In 2027 NASA will send the unique Dragonfly rotorcraft to Saturn’s moon Titan. Designed specifically for the Titan atmosphere, a concept was tested in September 2021 in the Imperial Dunes of California.
The NASA Dragonfly mission is being led by the Johns Hopkins Applied Physics Laboratory (APL) and currently has one Canadian co-investigator, Professor Catherine Neish of Western University.
The September 2021 test included nine engineers from the APL who spent three days flying the concept rotorcraft over the dunes “to collect images and sensor data they’ll need to develop optical navigation algorithms for the real Dragonfly.”
APL provided the following updated on the tests.
“Working from sunrise to sunset, the team collected data from numerous flights in a variety of lighting conditions – and captured data critical to developing and testing the navigation algorithms.

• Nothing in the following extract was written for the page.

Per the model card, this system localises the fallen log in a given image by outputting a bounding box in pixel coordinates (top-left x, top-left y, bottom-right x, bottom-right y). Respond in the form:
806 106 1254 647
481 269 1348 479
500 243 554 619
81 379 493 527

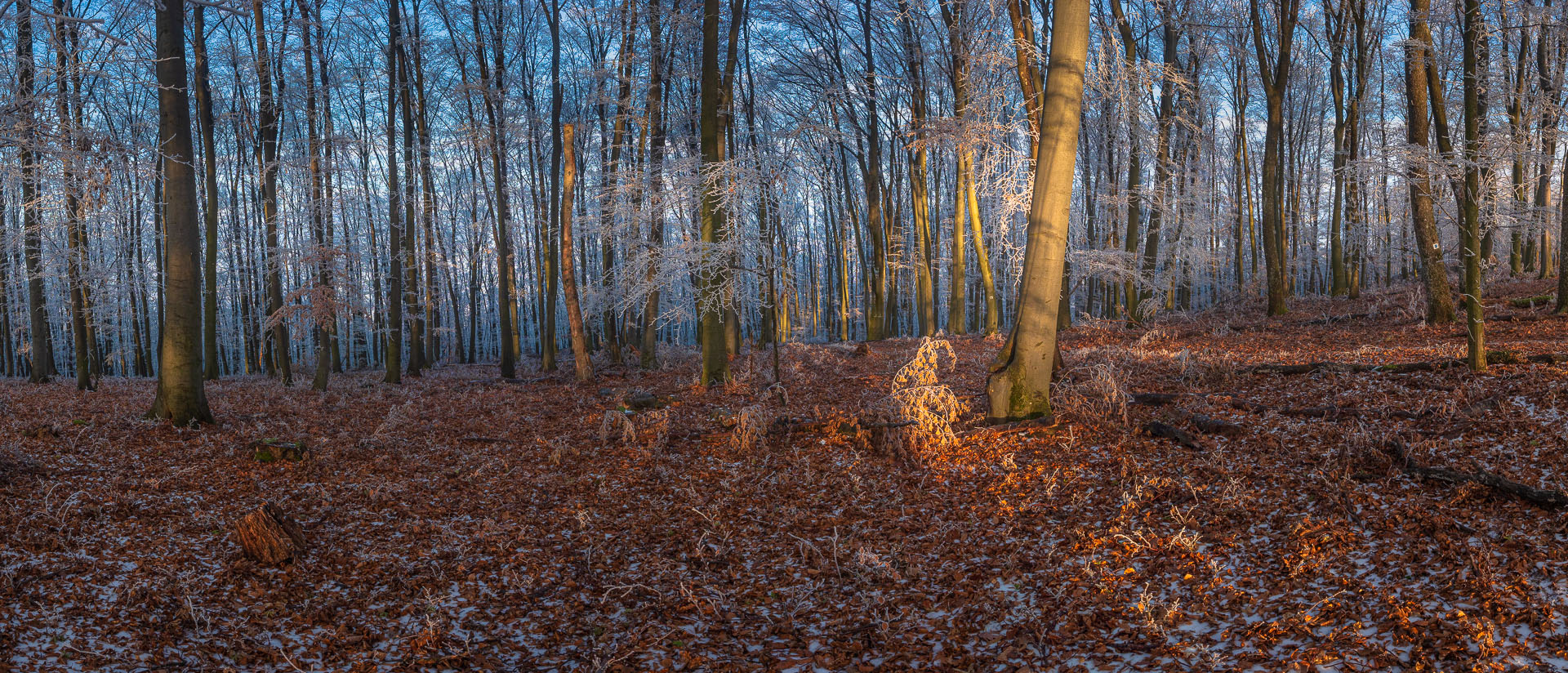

The natural dunes serve as an analog to the terrain that Dragonfly will encounter on Titan, and the environment is ideal for testing the navigation algorithms that will use camera images to sense the rotorcraft’s position and motion.”
“The Dragonfly team has built two identical, half-scale ‘Integrated Technology Platform’ drones (called ITPs) with hardware and software similar to what will fly on the real thing – including eight independent rotor assemblies, a flight computer and digital image processor, a navigation camera, an inertial measurement unit with comparable gyroscopes and accelerometers, and initial versions of the image processing and flight control algorithms.”
“The ITPs are undergoing a graduated series of flight tests to evaluate their performance. In the past year, the drones have logged over 100 flights at multiple test sites and under varying wind conditions as their configurations have matured in complexity.”